Performance and wear mechanisms of different PcBN tools when machining superalloy AD730

Nickel-based superalloys are known to be difficult to machine. These alloys are generally machined with cemented carbide tools under low productivity process conditions. Superhard polycrystalline cubic boron nitride (PcBN) tooling offers the possibility of increased production rates, however, a thorough understanding of the material performance and degradation is required before a transition from carbide tools occurs. This study investigated the performance and wear mechanism of three different PcBN tools with low (50 vol. %), medium (65 vol. %), and high (90 vol. %) cBN content, when turning AD730, a new Ni–Co-based superalloy. Due to the novelty of the material, little research has been done on its machinability with carbide and even less with PcBN tooling.
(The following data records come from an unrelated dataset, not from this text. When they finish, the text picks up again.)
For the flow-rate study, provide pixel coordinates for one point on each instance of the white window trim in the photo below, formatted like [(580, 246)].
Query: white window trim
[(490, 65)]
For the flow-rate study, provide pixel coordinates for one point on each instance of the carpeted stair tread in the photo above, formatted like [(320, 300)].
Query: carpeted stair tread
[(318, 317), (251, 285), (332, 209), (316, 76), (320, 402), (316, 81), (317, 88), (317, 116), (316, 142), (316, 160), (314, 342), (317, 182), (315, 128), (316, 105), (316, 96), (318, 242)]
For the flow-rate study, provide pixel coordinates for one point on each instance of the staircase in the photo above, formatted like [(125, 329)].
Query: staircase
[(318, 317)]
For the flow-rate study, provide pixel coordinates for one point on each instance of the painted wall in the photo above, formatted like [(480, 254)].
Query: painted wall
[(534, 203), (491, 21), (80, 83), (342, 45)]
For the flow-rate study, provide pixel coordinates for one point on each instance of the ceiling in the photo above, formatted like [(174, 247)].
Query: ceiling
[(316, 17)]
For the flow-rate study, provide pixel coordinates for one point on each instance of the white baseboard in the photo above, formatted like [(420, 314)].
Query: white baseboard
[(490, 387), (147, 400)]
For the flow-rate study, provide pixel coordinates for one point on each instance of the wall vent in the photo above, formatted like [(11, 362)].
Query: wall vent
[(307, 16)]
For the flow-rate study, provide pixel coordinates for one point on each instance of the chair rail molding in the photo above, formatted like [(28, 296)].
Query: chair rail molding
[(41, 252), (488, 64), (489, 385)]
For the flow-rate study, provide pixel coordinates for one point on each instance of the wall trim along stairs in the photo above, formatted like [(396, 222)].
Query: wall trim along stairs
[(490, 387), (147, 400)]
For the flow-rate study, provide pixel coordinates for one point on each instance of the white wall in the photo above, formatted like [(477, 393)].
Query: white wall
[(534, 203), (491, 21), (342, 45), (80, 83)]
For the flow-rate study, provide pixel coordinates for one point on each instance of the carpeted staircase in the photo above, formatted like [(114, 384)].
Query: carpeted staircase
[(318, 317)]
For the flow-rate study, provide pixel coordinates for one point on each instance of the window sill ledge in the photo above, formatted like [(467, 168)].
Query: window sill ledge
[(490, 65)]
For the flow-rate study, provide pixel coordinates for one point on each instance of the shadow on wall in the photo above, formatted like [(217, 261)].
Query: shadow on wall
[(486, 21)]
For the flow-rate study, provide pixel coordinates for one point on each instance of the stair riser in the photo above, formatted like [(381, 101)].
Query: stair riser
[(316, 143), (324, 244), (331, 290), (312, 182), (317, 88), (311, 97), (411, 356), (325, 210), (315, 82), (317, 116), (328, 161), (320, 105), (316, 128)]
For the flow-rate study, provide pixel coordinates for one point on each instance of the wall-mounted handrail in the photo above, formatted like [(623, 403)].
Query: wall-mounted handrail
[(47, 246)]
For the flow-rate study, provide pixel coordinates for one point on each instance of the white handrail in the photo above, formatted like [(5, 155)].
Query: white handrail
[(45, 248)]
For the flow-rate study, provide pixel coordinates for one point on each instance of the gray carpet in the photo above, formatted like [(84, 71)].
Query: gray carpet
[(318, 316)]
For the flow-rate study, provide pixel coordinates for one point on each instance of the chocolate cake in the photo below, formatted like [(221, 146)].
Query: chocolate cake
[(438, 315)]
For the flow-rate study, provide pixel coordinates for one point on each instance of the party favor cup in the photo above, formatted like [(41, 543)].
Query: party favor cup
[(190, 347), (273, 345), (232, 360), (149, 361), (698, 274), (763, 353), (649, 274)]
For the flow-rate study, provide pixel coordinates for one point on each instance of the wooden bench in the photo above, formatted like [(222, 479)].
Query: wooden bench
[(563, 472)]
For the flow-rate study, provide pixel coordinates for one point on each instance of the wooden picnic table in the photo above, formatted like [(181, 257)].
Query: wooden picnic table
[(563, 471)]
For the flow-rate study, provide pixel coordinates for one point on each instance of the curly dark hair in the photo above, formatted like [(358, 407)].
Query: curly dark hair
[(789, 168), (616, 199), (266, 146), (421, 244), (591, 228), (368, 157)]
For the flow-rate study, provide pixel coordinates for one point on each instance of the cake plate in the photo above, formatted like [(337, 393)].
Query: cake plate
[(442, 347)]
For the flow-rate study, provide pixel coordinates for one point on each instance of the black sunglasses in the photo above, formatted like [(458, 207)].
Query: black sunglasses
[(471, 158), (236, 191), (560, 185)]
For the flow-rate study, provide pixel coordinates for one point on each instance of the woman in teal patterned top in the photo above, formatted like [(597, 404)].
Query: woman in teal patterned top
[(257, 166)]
The results showed the high-cBN grade was the best performer in terms of machining time. However, an undesirable wear morphology is generated, leading to excessively high cutting forces. Both the medium-cBN and low-cBN showed promise with stable rake and flank wear, but with notching as a drawback. Degradation analysis of medium-cBN grade revealed diffusional dissolution of cBN and formation of a reaction layer atop the cBN grains. The reaction layer, which acts as a diffusional barrier, consisted of three sub-layers: (1) Al2O3, (2) (Ti, Nb, Zr)N, and (3) (Ti, Cr, Nb, Zr)N. The low-cBN grade also showed a reaction layer; however, the smaller cBN grain size of this grade did not allow the layer to sufficiently stabilize.